A consequência mais atroz da obtenção desse principado por parte da Igreja é observada em Apocalipse 17:6:

Então, vi a mulher embriagada com o sangue dos santos e com o sangue das testemunhas de Jesus; e, quando a vi, admirei-me com grande espanto.

Nada causou mais espanto a João do que testemunhar, em visão, o que cristãos professos podem fazer quando abandonam o primeiro amor, a ponto de perseguir os próprios irmãos a quem deviam amar e acolher, superando até mesmo a tenacidade feroz dos inimigos mais implacáveis da igreja durante a era das primeiras perseguições.

Usurpar títulos honoríficos e divinos para afirmar sua autoridade (sobre isso, clique aqui) transforma a Igreja em instrumento de opressão tão certamente quanto dois mais dois são quatro.

A fusão entre igreja e estado restringe a liberdade religiosa, e qualquer afastamento da doutrina e da disciplina da igreja estabelecida resulta em punição civil.

Referindo-se a essa condição notavelmente presente durante os séculos de ferro da Igreja, Philip Schaff escreveu: [6]

Essa perseguição aos hereges foi uma consequência natural da união dos deveres e direitos religiosos e civis, a confusão entre o civil e o eclesiástico, o judicial e o moral, que veio a ocorrer desde Constantino... A igreja, de fato, aderiu firmemente ao princípio de que, como tal, deveria empregar apenas penalidades espirituais, excomunhão em casos extremos... Mas, envolvida na ideia da teocracia judaica e de uma igreja estatal, ela praticamente confundiu, de várias maneiras, a posição da lei e a do evangelho e, em teoria, aprovou a aplicação de medidas coercitivas aos hereges e, não raramente, incentivou e incitou o estado a executá-las, tornando-se, assim, pelo menos indiretamente responsável pela perseguição.

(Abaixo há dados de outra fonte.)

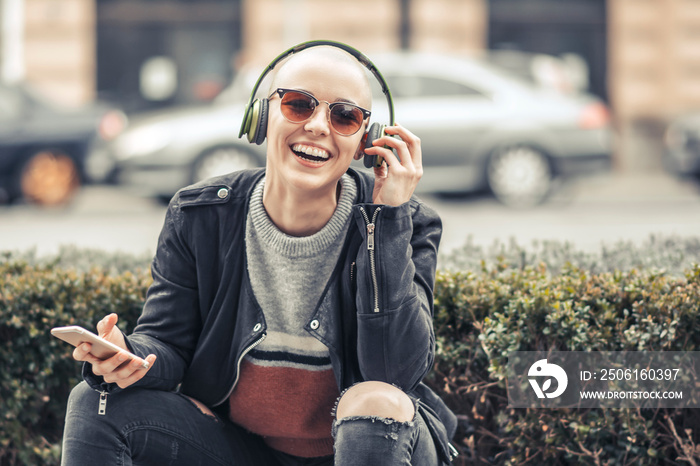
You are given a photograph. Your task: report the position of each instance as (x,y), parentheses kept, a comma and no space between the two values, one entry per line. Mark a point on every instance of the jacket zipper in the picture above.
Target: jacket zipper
(238,366)
(370,247)
(102,407)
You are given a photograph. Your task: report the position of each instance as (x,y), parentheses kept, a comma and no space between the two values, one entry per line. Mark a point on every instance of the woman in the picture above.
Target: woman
(277,292)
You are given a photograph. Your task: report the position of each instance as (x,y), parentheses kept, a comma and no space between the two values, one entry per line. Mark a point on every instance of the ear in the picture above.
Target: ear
(361,148)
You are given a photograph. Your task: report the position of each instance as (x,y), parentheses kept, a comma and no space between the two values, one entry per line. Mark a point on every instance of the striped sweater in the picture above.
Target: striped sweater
(287,389)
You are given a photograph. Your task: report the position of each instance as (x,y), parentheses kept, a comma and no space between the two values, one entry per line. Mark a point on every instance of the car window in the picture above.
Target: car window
(10,103)
(405,86)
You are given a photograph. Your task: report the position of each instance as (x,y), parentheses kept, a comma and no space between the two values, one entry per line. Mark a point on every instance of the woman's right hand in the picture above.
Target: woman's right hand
(113,370)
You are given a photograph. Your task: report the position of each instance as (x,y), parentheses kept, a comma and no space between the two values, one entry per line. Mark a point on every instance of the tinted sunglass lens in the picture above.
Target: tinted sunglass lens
(297,107)
(346,119)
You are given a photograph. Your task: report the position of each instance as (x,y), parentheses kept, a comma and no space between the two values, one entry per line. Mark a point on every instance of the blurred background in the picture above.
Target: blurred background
(575,120)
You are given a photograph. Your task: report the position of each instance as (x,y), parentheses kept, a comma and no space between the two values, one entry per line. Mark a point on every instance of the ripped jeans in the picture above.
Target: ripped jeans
(149,427)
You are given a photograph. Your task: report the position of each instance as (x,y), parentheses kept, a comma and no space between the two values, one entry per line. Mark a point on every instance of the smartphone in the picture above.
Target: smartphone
(101,348)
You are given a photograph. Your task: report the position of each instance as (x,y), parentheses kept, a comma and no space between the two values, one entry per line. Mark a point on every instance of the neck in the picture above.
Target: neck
(299,213)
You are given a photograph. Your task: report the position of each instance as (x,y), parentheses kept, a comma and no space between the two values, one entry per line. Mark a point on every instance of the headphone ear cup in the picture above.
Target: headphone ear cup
(255,126)
(261,131)
(375,132)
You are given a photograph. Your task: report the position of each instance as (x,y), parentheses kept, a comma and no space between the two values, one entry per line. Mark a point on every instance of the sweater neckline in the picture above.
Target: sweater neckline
(303,246)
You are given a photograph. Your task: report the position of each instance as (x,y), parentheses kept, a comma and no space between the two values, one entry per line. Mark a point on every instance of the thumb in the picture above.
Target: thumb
(105,326)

Isso é especialmente verdadeiro para a Igreja Romana nos tempos de seu maior poder, na Idade Média e até o final do século XVI; e, por meio desse procedimento, essa igreja se tornou quase mais ofensiva aos olhos do mundo e da civilização moderna do que por suas doutrinas e costumes peculiares.

De olho na profecia


Benjamin Franklin observou que, quando uma religião é boa, ela se sustentará por si mesma; e quando ela não se sustenta por si mesma, e Deus não cuida de sustentá-la de modo que seus professantes não precisem recorrer ao poder civil, é um sinal de que ela é ruim. [7]

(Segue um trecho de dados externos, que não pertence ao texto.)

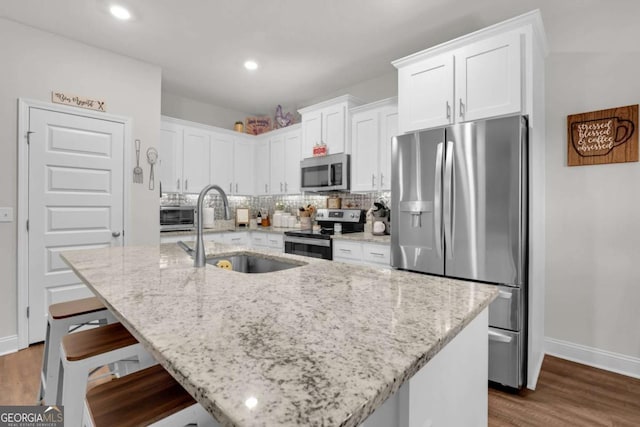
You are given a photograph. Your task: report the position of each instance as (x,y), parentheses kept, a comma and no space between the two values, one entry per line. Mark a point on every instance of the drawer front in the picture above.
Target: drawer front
(376,254)
(505,311)
(347,250)
(505,357)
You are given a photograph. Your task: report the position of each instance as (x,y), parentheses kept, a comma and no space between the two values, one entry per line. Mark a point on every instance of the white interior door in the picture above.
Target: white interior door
(75,202)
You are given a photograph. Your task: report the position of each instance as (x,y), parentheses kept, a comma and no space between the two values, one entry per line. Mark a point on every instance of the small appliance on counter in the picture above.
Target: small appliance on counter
(380,213)
(318,244)
(177,218)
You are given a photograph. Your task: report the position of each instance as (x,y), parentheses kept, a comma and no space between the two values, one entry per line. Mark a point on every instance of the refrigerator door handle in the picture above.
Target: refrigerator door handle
(437,200)
(497,336)
(447,205)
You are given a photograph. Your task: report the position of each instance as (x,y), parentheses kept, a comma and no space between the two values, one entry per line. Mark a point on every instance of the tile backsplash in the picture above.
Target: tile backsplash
(267,203)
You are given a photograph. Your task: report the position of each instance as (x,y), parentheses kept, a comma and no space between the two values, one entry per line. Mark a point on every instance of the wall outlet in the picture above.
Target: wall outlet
(6,214)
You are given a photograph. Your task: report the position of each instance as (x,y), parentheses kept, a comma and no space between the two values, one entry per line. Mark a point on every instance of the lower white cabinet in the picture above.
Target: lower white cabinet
(366,253)
(270,241)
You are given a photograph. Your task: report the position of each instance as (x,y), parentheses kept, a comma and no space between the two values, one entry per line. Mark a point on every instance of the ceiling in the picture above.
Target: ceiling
(306,48)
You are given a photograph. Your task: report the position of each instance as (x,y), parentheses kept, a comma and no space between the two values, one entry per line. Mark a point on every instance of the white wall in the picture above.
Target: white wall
(33,64)
(183,108)
(593,212)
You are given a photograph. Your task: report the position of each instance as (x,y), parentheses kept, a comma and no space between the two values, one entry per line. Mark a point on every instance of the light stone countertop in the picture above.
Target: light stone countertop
(322,344)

Toda a história da subordinação dos interesses civis aos interesses religiosos, do entrelaçamento entre igreja e estado, tal como revelada em Apocalipse 17, traz consigo uma advertência que não deve ser esquecida.

Porque aquilo que parece resultar em grande bem para a religião e para a sociedade pode, na verdade, terminar em perseguição contra todos os que querem servir a Deus segundo os ditames de sua consciência.

Em vista disso, convém ouvir o que a visão de João em Apocalipse 17 ainda tem a nos ensinar, antes que possamos decidir nosso destino à luz da mensagem do segundo anjo (Apocalipse 14:8), que anuncia a iminente queda da grande Babilônia.

Notas e referências


1. George R. Knight. A Visão Apocalíptica e a Neutralização do Adventismo: Estamos apagando nossa relevância? Tatuí, SP: Casa Publicadora Brasileira, 2010, p. 49.

2. A.S. Mello. A Verdade sobre as Profecias do Apocalipse. São Paulo, 1959, p. 492 e 493.

3. Carl C. Eckhardt. The Papacy and World-Affairs. Chicago: University of Chicago Press, 1937, p. 1.

4. Unam Sanctam, One God, One Faith, One Spiritual Authority. Pope Boniface VIII - November 18, 1302. Tradução: MONTFORT Associação Cultural.

5. Breve Cum Catholica Ecclesia del Sommo Pontefice Pio IX.

6. Philip Schaff. History of the Christian Church, Vol. III: Nicene and Post-Nicene Christianity. A.D. 311-600. Grand Rapids, MI: Christian Classics Ethereal Library, 2002, p. 99.